HDP İl Örgütü’nden İmralı açıklaması: Bir an önce görüşme yapılmalı

  • 14:58 28 Şubat 2020
  • Güncel
DİYARBAKIR - İmralı Adası’nda dün çıkan yangına ilişkin basın açıklaması yapan HDP Diyarbakır İl Örgütü, “PKK Lideri Abdullah Öcalan üzerindeki mutlak tecridin siyasetsizliğin, akıldışılığın ve kuralsızlaştırılmış bir rejimin en somut ifadesi” olduğunu söyledi. HDP, avukatların ve ailelerin çağrılarına bir an önce yanıt verilmesi gerektiğinin altını çizerek, görüşmelerin yapılması gerektiğini vurguladı.
 
Halkların Demokratik Partisi (HDP) Diyarbakır İl Örgütü İmralı Adası’nda çıkan yangına ilişkin il binasında basın açıklaması gerçekleştirdi.

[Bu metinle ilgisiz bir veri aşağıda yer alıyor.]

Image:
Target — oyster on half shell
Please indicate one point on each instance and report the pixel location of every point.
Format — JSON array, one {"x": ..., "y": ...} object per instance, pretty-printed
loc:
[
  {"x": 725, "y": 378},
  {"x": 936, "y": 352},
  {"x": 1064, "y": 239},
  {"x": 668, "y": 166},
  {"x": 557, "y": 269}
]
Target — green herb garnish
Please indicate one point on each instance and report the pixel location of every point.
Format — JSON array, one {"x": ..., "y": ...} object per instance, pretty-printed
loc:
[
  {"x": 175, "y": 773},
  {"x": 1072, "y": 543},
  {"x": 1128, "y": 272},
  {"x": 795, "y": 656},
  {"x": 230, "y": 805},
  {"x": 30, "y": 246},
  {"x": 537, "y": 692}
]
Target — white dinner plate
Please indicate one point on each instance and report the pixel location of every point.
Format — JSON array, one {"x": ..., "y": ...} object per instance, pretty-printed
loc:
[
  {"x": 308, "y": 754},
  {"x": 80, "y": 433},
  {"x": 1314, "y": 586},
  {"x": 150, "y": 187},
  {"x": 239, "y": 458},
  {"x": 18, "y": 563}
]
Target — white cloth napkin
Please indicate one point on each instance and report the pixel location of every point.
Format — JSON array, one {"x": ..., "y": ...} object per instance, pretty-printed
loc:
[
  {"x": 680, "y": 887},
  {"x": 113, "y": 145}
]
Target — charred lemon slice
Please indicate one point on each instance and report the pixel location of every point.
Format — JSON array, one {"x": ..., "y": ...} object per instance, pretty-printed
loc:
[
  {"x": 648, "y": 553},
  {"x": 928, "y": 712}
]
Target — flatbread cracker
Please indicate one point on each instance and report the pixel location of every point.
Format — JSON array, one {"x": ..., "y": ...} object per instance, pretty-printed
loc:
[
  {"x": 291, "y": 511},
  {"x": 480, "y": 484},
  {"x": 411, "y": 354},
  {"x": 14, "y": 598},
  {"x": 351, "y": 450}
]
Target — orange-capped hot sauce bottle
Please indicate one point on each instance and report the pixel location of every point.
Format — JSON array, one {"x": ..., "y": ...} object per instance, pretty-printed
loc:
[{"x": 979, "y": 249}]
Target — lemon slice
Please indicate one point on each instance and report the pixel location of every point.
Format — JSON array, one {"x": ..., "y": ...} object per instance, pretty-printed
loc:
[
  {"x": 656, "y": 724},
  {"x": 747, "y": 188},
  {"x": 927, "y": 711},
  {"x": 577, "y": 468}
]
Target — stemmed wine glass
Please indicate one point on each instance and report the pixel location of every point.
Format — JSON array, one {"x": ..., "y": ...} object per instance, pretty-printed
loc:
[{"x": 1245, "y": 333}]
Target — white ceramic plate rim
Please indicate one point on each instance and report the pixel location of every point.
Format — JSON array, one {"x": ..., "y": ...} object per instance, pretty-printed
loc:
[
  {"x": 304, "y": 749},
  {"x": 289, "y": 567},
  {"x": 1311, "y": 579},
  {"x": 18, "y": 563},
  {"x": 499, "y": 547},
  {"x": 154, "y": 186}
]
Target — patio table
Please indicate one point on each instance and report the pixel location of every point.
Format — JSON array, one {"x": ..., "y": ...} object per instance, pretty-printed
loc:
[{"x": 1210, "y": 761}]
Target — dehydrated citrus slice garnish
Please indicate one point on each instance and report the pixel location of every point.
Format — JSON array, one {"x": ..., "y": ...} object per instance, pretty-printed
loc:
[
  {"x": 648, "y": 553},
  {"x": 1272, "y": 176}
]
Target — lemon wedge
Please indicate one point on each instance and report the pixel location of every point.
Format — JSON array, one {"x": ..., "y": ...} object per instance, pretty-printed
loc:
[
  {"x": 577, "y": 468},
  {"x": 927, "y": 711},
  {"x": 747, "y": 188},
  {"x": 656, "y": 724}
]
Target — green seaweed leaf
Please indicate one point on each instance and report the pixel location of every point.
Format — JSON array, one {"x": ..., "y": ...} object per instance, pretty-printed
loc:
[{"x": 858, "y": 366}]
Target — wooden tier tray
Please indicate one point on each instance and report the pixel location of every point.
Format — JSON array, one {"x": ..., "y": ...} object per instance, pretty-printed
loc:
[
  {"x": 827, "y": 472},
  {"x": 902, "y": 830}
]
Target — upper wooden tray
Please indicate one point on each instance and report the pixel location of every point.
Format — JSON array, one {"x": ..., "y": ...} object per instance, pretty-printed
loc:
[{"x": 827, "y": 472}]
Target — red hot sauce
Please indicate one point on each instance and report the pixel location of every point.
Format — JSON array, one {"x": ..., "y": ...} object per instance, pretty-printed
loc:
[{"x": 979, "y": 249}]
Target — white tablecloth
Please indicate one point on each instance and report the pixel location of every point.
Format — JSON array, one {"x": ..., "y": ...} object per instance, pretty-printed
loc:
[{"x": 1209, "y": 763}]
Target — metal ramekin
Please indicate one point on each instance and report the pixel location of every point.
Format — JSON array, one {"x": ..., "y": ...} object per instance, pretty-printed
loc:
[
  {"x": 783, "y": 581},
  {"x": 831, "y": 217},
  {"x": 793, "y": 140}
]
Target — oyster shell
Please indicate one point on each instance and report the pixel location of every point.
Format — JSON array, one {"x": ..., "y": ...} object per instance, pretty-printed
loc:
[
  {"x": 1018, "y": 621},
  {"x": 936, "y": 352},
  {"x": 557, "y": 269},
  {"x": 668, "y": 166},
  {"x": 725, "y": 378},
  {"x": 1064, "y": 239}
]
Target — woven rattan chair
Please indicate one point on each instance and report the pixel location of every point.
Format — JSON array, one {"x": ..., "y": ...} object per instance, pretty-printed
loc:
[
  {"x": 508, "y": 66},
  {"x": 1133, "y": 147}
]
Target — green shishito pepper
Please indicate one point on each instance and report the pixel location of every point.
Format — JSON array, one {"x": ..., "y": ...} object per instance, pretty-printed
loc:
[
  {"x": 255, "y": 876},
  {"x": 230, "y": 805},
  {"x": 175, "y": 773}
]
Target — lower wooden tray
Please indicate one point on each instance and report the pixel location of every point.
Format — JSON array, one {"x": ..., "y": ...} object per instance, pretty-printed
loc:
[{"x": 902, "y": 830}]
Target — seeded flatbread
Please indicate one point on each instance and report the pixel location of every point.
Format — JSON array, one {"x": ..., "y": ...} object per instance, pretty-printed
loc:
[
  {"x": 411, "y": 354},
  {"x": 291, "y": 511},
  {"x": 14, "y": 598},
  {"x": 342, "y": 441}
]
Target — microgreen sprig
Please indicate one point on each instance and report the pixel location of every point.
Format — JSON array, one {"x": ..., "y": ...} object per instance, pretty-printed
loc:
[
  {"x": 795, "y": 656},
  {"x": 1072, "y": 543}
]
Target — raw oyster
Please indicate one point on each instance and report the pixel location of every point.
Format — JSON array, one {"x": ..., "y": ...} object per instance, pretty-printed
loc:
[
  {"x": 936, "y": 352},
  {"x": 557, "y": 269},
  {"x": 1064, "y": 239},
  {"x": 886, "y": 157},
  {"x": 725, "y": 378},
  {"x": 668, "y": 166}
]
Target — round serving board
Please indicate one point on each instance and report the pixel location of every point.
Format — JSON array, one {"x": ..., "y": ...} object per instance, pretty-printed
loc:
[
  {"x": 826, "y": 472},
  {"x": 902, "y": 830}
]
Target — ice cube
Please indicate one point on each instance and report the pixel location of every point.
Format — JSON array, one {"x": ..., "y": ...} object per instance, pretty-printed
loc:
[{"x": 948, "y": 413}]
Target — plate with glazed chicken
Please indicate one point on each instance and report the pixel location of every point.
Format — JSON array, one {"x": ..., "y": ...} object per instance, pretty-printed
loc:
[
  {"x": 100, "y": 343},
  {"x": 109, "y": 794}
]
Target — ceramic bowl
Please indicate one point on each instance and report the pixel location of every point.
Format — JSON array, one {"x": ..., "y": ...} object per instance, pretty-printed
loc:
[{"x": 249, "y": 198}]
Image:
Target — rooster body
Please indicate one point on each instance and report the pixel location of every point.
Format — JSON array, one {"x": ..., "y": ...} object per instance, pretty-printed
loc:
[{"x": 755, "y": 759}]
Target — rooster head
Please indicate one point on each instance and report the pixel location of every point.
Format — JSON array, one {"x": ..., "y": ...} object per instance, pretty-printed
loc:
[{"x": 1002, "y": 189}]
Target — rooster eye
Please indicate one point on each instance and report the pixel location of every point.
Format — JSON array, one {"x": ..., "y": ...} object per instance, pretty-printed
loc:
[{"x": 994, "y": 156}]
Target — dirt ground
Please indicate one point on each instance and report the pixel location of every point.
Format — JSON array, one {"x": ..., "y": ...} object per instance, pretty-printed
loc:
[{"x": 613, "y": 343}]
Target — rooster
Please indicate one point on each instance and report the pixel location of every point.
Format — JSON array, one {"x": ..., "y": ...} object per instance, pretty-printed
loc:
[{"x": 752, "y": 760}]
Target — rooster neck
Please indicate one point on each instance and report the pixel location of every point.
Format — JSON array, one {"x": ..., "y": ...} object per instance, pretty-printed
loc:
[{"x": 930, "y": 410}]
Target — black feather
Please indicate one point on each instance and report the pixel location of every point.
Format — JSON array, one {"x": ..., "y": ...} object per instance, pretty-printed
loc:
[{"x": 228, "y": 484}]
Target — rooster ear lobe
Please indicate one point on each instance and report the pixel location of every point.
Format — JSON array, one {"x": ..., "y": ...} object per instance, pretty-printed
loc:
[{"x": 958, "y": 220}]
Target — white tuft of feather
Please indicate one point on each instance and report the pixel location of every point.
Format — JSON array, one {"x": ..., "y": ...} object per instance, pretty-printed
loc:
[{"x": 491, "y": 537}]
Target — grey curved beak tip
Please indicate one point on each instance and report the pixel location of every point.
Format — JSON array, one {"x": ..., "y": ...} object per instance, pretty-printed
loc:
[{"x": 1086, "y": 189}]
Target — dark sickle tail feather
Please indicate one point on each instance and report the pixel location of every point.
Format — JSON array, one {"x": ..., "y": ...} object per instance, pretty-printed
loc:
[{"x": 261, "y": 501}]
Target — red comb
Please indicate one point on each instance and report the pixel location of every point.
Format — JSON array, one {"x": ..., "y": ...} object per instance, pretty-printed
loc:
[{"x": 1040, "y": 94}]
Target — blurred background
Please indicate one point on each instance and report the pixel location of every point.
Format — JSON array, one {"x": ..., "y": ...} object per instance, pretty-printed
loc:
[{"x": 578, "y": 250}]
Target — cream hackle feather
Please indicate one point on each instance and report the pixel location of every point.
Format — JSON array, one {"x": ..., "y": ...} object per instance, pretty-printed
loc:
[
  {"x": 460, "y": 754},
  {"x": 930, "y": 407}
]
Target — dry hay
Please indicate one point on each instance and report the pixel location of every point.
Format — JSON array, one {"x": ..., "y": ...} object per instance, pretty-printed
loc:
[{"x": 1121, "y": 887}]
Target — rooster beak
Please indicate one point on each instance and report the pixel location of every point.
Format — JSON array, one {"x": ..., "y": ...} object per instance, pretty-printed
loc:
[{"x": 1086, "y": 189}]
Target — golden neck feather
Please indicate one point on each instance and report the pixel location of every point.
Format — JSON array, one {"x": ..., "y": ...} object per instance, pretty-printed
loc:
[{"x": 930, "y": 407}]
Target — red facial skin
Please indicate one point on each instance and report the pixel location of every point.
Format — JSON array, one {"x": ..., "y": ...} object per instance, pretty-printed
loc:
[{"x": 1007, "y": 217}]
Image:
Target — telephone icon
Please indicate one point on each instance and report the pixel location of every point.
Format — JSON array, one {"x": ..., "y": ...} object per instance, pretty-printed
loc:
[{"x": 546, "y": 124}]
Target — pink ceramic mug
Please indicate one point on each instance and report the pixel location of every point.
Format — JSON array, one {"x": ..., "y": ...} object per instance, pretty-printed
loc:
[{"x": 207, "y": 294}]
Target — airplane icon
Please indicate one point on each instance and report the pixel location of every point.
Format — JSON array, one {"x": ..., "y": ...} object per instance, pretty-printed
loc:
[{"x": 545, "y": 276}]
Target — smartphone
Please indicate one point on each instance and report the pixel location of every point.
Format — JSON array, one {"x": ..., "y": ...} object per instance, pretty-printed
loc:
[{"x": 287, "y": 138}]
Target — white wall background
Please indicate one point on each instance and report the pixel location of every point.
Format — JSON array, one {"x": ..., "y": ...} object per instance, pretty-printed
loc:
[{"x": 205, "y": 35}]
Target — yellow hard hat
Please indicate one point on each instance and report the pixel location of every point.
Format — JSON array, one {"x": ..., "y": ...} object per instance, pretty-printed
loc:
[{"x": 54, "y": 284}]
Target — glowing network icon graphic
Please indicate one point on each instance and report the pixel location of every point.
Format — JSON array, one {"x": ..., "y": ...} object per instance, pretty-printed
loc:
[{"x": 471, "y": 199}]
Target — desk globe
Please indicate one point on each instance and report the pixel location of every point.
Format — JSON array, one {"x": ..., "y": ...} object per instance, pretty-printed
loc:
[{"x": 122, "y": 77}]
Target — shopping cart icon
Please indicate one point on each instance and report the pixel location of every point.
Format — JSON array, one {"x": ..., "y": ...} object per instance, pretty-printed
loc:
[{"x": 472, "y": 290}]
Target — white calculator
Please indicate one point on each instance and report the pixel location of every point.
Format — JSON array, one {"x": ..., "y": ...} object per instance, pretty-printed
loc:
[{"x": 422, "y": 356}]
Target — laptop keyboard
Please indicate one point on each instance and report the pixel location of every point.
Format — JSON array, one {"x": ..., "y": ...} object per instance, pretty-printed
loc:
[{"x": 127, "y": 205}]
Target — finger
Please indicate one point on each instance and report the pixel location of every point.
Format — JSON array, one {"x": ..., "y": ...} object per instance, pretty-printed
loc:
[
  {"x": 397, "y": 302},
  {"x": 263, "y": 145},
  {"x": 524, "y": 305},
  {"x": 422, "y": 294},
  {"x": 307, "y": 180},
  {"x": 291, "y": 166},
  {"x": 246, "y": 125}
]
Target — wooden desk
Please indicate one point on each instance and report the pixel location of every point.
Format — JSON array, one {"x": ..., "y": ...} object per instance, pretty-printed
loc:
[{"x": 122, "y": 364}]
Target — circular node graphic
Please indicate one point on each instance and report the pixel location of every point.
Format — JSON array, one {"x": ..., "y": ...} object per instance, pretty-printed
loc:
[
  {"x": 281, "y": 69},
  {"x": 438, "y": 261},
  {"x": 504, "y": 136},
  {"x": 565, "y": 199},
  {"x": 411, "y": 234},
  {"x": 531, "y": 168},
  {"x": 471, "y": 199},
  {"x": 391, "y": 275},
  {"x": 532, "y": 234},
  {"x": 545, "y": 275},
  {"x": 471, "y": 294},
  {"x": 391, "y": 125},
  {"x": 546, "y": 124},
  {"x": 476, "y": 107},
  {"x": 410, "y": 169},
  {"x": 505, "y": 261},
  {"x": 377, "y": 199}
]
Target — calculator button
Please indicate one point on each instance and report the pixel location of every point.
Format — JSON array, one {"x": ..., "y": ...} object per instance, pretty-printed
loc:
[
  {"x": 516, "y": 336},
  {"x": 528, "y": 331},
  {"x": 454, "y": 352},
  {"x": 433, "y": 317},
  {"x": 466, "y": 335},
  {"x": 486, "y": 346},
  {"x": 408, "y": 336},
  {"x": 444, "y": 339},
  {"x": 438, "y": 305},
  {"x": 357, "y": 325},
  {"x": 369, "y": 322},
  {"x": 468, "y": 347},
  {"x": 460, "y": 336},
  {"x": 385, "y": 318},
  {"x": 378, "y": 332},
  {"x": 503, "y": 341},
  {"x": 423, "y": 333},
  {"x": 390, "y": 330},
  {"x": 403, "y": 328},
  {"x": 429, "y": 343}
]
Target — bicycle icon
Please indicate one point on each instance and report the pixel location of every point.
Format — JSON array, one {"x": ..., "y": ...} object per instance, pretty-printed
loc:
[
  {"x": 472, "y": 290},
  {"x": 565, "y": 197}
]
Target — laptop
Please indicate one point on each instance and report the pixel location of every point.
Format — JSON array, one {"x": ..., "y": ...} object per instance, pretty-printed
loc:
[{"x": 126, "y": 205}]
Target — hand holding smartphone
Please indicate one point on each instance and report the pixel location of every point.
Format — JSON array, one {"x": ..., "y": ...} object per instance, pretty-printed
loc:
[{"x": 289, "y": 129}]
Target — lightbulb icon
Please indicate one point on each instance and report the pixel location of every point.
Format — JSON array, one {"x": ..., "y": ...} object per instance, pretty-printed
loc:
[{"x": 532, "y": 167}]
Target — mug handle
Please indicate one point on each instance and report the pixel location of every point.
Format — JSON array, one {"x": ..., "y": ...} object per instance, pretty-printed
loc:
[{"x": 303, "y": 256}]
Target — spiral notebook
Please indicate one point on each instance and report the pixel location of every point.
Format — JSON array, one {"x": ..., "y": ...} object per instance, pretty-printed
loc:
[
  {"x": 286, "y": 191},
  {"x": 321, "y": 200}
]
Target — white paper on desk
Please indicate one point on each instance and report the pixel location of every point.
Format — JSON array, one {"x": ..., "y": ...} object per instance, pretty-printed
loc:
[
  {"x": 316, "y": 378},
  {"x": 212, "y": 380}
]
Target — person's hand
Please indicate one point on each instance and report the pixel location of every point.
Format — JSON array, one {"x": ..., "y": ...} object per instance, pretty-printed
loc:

Açıklamaya HDP’li milletvekilleri, Demokratik Bölgeler Partisi (DBP) Eş Genel Başkanı Saliha Aydeniz, HDP Diyarbakır İl Eşbaşkanları, Tevgera Jinên Azad (TJA) Sözcüsü Ayşe Gökkan ve TJA aktivistleri, Demokratik Toplum Kongresi (DTK), Barış Anneleri Meclisi, Medeniyetler Beşiğinde Yakınlarını Kaybeden Ailelerle Yardımlaşma Birlik ve Kültür Derneği (MEBYA-DER), MED Tutuklu ve Hükümlü Aileleri Hukuki ve Dayanışma Dernekleri Federasyonu (MED TUHAD-FED), HDP ve DBP ilçe örgütleri ve çok sayıda yurttaş katıldı. Açıklamayı HDP Milletvekili Dersim Dağ okudu.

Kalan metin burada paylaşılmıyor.